FRANCOIS ROY

FRANÇOISE ROY

Poeta, traductora y narradora, Françoise Roy nació en Québec, Canadá, y vive en Guadalajara, México, desde 1992. Maestra en Geografía con Diplomado en Estudios Hispánicos y Diplomado en Traducción, ha publicado doce poemarios, además de tres plaquetas de poesía, un libro de cuentos y cuatro novelas, en francés y español. Ha ganado, entre otros, el Premio Nacional de Traducción Literaria en Poesía (INBA, México D.F., 1997), el Premio Jacqueline Déry-Mochon de novela (Québec, 2006), el Premio Nacional de Poesía Alonso Vidal (Sonora, México, 2007) y los Premios Internacionales de Poesía Ditët e Naimit (Macedonia, 2008) y Poetry Nights of Curtea de Arges (Rumania, 2011). Ha sido invitada a festivales de poesía en Canadá, México, Macedonia, El Salvador, Nicaragua, Colombia, Rumania, Francia, Marruecos, China e India. Ha traducido más de sesenta libros.

Rito mortuorio

Bajo la seda de su mortaja, papá yace con una viuda.

Las nubes resplandecen azules contra el cielo blanco.

La colmena hormiguea de corazones aplastados:

la madrastra prepara feliz sus menjunjes.

La antigua familia —papá, mamá y las dos hijas—

ya no sirve para nada.

Bajo la seda de su mortaja,

                      papá y la viuda yacen

               como dos papalotes en tierra.

 

El cuerpo del delito

Soy testigo de descargo, pero me traen amordazada

                               al banquillo de los acusados.

Ella pone su guantelete de señora delante del juez de instrucción.

Con los cargos imputados, ella echa a andar las nebulosas

que en su traslación alrededor de la Tierra inmóvil

sueltan un torbellino de vientos estelares.

(Galileo se equivocó, la Biblia es la que tiene razón:

                             ¿no dicen acaso las Escrituras

que Josué el profeta ordenó al Sol detenerse,

                             y que éste se detuvo, igual que la Luna?)

Las nebulosas, decía yo en el primer verso de mi estrofa,

                          cruzaron el cielorraso del tribunal

—cielo: flor y nata, según los astrónomos, de la Creación—.

Dios ama las estrellas mucho más que a los seres humanos,

y en rigor, poco le importa la verdad,

                                         quién gane o pierda el juicio:

para no aburrirse Él crea planetas, constelaciones,

                        galaxias y hoyos negros, y luego los olvida.)

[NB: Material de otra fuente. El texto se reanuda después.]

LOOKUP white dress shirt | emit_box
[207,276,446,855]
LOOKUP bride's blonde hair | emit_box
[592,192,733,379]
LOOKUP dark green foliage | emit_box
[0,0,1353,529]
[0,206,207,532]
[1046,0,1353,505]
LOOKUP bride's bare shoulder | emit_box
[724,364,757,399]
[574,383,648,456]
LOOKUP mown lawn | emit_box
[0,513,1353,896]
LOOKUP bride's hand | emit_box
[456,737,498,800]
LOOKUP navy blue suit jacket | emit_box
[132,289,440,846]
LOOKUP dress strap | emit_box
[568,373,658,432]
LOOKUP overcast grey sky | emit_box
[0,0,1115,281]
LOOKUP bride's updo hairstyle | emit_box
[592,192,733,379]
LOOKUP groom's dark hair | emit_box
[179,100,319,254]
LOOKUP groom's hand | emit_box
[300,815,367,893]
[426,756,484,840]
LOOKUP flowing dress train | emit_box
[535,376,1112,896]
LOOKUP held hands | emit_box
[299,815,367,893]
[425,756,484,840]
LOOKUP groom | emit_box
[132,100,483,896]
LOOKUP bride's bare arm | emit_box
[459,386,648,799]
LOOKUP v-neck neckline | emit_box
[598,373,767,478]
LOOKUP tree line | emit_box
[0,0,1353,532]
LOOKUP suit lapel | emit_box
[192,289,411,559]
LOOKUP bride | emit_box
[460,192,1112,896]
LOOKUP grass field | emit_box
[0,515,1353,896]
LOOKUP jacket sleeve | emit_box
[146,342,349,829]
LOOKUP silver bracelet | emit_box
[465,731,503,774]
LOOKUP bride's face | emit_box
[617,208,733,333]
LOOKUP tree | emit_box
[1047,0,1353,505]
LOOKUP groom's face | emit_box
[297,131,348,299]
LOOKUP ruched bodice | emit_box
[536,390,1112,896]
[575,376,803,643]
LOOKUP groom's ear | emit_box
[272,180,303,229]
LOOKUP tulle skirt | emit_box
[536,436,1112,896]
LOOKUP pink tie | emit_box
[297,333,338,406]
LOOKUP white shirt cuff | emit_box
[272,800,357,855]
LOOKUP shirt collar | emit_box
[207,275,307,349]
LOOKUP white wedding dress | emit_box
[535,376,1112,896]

Por la claraboya de la corte (pupila en el muro),

quien no pudo entrar a la sala de audiencias

ve las nubes, felices, cabalgar el azul del plafón

con sus cabellos de algodón enmarañados.

Yo misma soy el cuerpo del delito:

el aire sopla suave del ujier a la esposada

                                                 (es decir, yo)

mientras ella, pedrosa, recoge su abanico.